Payment Options: (for non-insured only and not to be combined with the special discounted offers!) Payment in full: A bookkeeping courtesy of 5% is given for direct payment in full by cash, check or credit card at start of treatment, resulting in a one-time payment. (Balances over $500 only) Office payment plan: An initial payment of one half (1/2) is due at the start of treatment, with the reaming balance being due upon completion.

Financing through creditors: Many health-care creditors are offering flexible payment plans for individuals with good credit standing status. Their services are fast, confidential and can be done over the phone or the internet. Upon your approval, they usually require no initial payment, and can offer long-term low monthly payments with minimal or no finance charge.
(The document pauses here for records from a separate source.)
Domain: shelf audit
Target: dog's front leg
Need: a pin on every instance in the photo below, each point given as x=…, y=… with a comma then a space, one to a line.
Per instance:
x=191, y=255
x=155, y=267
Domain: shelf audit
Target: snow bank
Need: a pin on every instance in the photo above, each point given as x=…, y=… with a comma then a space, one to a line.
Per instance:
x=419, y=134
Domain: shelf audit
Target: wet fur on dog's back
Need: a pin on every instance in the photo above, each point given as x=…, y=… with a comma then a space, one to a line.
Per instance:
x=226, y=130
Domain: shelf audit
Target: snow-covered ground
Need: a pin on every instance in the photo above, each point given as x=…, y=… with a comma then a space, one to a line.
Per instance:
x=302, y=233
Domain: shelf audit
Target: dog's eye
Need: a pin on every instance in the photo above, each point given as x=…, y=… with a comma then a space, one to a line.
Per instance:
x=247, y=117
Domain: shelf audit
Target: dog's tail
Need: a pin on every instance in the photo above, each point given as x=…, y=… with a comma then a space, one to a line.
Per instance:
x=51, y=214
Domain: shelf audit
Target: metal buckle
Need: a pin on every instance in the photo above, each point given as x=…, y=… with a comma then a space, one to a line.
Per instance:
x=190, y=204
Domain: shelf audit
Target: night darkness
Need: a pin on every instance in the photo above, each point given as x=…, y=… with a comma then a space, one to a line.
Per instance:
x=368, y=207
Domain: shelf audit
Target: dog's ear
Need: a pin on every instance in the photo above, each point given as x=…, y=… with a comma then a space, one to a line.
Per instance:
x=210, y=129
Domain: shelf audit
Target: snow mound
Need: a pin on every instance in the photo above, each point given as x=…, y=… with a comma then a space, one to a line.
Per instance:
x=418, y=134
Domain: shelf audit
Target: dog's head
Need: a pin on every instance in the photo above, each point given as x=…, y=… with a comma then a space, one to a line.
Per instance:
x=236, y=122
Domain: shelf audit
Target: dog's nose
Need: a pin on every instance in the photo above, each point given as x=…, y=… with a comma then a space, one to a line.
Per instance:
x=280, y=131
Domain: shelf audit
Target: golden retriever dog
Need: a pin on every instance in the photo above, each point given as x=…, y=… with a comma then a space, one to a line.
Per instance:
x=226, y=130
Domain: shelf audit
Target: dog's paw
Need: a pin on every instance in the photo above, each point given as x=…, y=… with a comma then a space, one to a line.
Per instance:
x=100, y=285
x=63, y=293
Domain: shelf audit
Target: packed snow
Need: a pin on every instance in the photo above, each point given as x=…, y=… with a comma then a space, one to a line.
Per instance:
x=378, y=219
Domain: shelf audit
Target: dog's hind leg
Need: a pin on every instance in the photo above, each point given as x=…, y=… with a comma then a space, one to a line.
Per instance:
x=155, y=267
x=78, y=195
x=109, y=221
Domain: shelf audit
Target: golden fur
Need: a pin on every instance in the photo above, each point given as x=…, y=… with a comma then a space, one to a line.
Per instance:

Also, pre-payments can be made anytime without penalty. Please note, a processing fee may apply to this financing. Please, inquire about our special promotional offers!

Service Charge: If I do not pay the new balance within 30 days of the billing date, a service charge will be added to the account for the current billing period. The service charge will be a periodic rate of 3% per month (or a minimum charge of $5 for a balance under $100) which is an annual percentage rate of 3% per month (or a minimum charge of $5 for a balance under $100) which is an annual percentage rate of 3% applied to the last month’s balance. In the case of default, I promise to pay any legal interest on the balance due, together with any collection costs and reasonable attorney fees incurred to effect collection of this account of future outstanding accounts. Full payment is due and expected at the time of service, unless prior arrangements with the office have been already made. We accept cash, check and major credit cards.